Is there a connection between marijuana use and alcohol consumption? This is what a recent study published in Addiction hopes to address as a researcher from the University of Michigan investigated daily of near-daily (DND) use patterns of alcohol and cannabis for young adults into adulthood. This study has the potential to help researchers, legislators, and the public better understand the risks associated with marijuana use, especially with legalization of marijuana spreading across the United States.
For the study, the researchers analyzed self-reported data obtained from the Monitoring the Future Panel Study to ascertain DND patterns for marijuana and alcohol use.

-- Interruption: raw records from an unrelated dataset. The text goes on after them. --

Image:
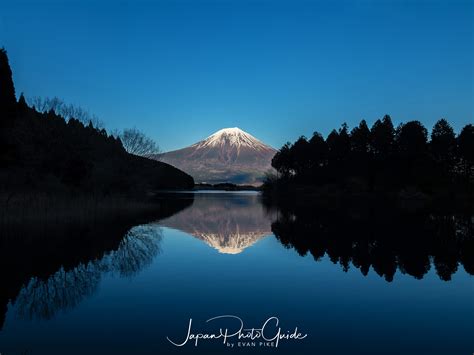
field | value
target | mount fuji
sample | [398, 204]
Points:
[228, 155]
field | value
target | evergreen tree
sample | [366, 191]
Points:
[7, 89]
[360, 138]
[382, 136]
[466, 149]
[443, 144]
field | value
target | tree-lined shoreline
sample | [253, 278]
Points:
[381, 160]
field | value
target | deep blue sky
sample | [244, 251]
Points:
[180, 70]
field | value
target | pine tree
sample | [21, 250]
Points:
[7, 89]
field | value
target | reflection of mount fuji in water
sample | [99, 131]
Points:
[229, 225]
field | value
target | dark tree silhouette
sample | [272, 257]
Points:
[382, 160]
[382, 137]
[466, 150]
[60, 150]
[7, 89]
[411, 138]
[137, 143]
[360, 138]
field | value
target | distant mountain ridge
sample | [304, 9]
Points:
[228, 155]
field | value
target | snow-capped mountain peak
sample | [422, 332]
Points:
[228, 155]
[232, 137]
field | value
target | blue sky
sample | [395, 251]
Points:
[180, 70]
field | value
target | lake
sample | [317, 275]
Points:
[353, 282]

The study included surveys from approximately 20,000 adults between 19 and 65 years of age in 2023, along with yearly data from 389,639 adults between 1988 and 2023. The criteria for DND included using marijuana of alcohol a minimum of 20 times over the past 30 days for ages 19 to 30 between 1988 and 2023, 35 to 50 years of age between 2008 and 2023, and 55 to 65 years of age in 2023.
In the end, the researchers found that DND marijuana use was almost triple the DND alcohol use among individuals between 19 and 30 years old, which was also observed with individuals between 35 and 50 years old, with a convergence but not a crossover for early midlife adults.
The study notes, “In the United States, daily or near-daily (DND) alcohol use remains more prevalent than DND cannabis use among late midlife adults, but the opposite is true for young adults.”
This study comes as marijuana legalization continues to take hold across the United States, with more than half of the states having either fully legalized or decriminalized marijuana entirely, and only four states (Idaho, Wyoming, Kansas, and South Carolina) still listing marijuana as fully illegal. Therefore, this study could provide better insights into the benefits and risks of marijuana use for individuals, for both the short and long term.
What new connections between marijuana use and alcohol consumption will researchers make in the coming years and decades? Only time will tell, and this is why we science!
As always, keep doing science & keep looking up!